PM was distributed in the New York metropolitan area via newsstands and street vendors, competing with established dailies such as The New York Times, New York Post, and Daily News (New York) for readership. Its advertising-free model required substantial capital from investors including financiers and patrons linked to publishing houses and philanthropic networks tied to families such as the Rockefeller family and banking interests with connections to J.P. Morgan associates. Circulation peaked in the early 1940s but fiscal pressures, rising newsprint costs regulated under wartime rationing policies, and postwar shifts in advertising and radio/television competition contributed to financial losses.
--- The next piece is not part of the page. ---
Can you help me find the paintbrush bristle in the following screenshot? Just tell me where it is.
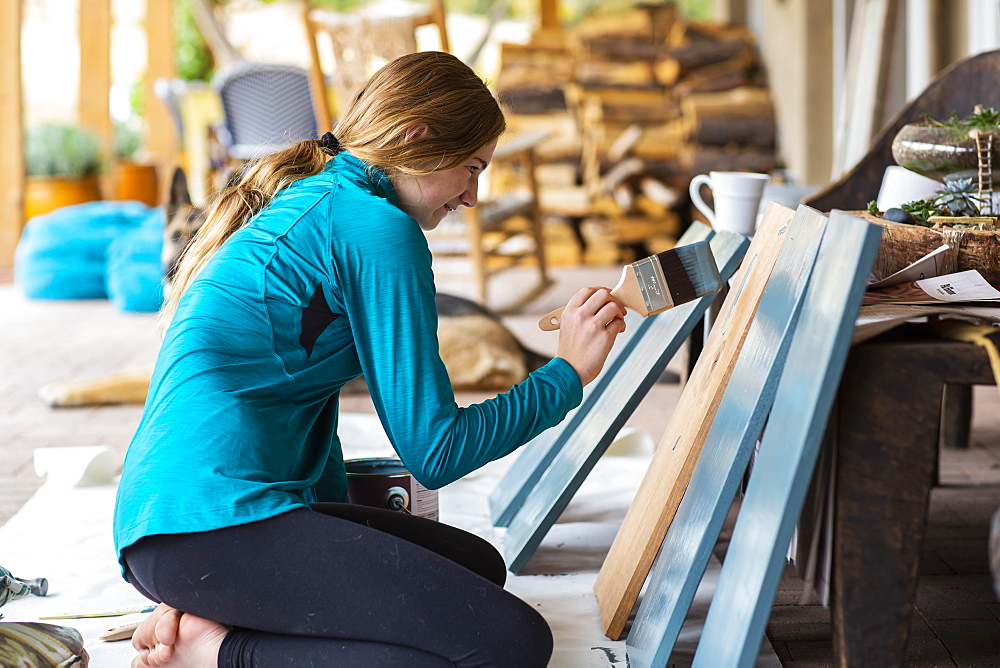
[656,241,722,306]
By the late 1940s, PM faced creditor demands and labor disputes reminiscent of broader press industry conflicts during the period of Taft–Hartley Act enactment and anti-communist tensions such as hearings by the House Un-American Activities Committee. These pressures, combined with changing media consumption patterns tied to the rise of television broadcasting networks like NBC and CBS, led to PM ceasing publication in 1948.

Reception and Influence

Contemporaneous reviews ranged from praise in outlets like The Nation and commentary from critics associated with Partisan Review to criticism from conservative papers and columnists allied with William F. Buckley Jr. later movements. PM influenced subsequent alternative press ventures and magazine experiments, informing editorial experiments in publications such as Ramparts (magazine), New York Review of Books, and the later underground newspapers of the 1960s connected to Ramparts contributors and to activists in Students for a Democratic Society. Its photographic and design innovations resonated with editors at Life (magazine) and influenced visual journalism practices adopted by Time (magazine) and magazine studios linked to Condé Nast.

Scholars in media history and journalism studies have debated PM’s stance during the early Cold War, comparing it to contemporaneous publications like The New Leader and assessing its circulation among intellectual circles that included contributors to Commentary (magazine) and to the editorial networks of The New Republic.
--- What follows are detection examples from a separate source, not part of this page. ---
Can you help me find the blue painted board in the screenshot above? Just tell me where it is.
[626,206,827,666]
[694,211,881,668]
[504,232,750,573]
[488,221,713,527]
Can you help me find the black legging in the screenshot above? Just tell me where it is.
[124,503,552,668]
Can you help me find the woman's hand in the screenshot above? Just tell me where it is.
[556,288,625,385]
Archival Access and Legacy

Archival holdings of PM are maintained in research libraries and special collections with connections to institutions such as Columbia University, New York Public Library, and university archives linked to Princeton University and Harvard University. Microfilm and digitized runs appear alongside related collections of photographers and journalists whose papers are housed at repositories including the Library of Congress and the archives of The New School. Film and oral histories referencing PM can be found in audiovisual collections associated with Museum of Modern Art programs and documentary projects curated by institutions like the Smithsonian Institution.

PM’s legacy persists in journalism curricula at schools such as Columbia Journalism School and in studies of press independence, documentary photojournalism, and mid-20th-century American intellectual networks, informing scholarship across disciplines that examine the interplay among media, politics, and culture.